Currently there is one text mining procedure in SAS HPA, HPTMINE (experimental) which actually works fair well. This writing presents one working example.
The text file contains ~216K news entries, total file size ~384MB. The example runs on a Windows client with 16GB RAM.
proc HPTMINE data=doc2.news2;
doc_id id2; /*ID variable is required*/
variable description; /*listing multiple variables may cause confusion*/
parse outterms = doc2.out_terms_news reducef=2;
/*frequency for term filtering: minimum frequency of occurrence by which a term is dropped*/
/*nostermming entities= stop= start= multiterm= syn= termwgt= cellwgt= outchild= outterms=*/
/*all these options can be turned on and off.
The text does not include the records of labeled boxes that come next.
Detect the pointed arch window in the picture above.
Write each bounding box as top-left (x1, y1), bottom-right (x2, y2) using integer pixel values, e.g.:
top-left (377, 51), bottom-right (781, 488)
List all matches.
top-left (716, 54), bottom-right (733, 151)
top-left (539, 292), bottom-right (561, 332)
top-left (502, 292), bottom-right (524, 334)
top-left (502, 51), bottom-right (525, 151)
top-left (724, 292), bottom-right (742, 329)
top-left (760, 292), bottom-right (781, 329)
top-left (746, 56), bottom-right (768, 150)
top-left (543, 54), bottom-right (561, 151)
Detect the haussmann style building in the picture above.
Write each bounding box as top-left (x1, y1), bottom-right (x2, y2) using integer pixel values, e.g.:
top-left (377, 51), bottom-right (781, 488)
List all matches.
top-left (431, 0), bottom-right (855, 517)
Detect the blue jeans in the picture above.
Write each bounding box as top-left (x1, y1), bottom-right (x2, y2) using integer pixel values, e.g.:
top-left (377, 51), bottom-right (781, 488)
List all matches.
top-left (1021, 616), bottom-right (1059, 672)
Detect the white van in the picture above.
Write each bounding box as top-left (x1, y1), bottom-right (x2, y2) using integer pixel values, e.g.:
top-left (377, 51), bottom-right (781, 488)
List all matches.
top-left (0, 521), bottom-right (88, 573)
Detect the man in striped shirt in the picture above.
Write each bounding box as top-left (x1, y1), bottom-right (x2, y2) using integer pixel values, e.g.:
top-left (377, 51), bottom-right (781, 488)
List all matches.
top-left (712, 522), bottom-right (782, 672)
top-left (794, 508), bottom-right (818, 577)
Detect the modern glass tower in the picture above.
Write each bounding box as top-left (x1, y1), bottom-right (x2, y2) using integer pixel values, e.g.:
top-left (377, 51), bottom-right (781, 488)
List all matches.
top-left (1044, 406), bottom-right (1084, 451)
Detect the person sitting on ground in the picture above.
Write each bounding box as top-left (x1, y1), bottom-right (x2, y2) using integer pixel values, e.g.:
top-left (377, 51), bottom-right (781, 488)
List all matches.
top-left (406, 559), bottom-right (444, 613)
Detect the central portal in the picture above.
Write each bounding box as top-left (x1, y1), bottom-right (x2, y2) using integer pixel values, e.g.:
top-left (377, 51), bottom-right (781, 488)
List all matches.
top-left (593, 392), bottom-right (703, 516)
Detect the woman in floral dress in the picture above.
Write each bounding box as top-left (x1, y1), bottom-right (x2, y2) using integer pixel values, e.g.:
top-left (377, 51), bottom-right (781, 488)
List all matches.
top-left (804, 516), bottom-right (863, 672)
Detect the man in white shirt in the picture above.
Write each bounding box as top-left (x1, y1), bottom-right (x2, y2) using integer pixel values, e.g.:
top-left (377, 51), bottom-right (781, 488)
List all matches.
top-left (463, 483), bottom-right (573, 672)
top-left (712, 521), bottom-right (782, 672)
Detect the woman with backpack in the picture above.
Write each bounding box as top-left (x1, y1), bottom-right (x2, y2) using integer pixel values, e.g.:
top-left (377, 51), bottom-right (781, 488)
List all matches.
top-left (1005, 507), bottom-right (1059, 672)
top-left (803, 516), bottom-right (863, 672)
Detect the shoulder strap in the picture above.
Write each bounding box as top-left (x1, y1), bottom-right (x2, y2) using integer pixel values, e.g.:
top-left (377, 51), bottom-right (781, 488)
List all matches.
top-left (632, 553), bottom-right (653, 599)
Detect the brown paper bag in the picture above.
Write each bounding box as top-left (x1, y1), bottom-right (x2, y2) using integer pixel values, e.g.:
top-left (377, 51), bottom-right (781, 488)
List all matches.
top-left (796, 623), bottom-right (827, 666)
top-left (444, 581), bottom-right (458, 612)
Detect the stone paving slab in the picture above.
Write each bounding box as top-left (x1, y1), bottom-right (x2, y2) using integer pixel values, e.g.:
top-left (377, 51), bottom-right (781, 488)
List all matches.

Weighting is important in tweaking process*/
svd k=10 outdocpro=doc2.docpro_news
/*this is critical math part in the whole exercise. In some cases you act on direct frequency*/
svdu=doc2.news_svdu /*left singular vector*/
svdv=doc2.news_svdv; /*right singular vector*/
/*tol= tolerance value for singular value*/
performance host="&GRIDHOST" install="&GRIDINSTALLLOC" details;*/
This procedure integrates several separate procedures available in regular SAS Text Miner, so as to reduce I/O traffic due to the separations. The advantage from this integration is more pronounced when the input text file is huge. This integration also is a logic centralization to happen before parallel computation is invoked to execute the job. This specific example is not executed on parallel nodes.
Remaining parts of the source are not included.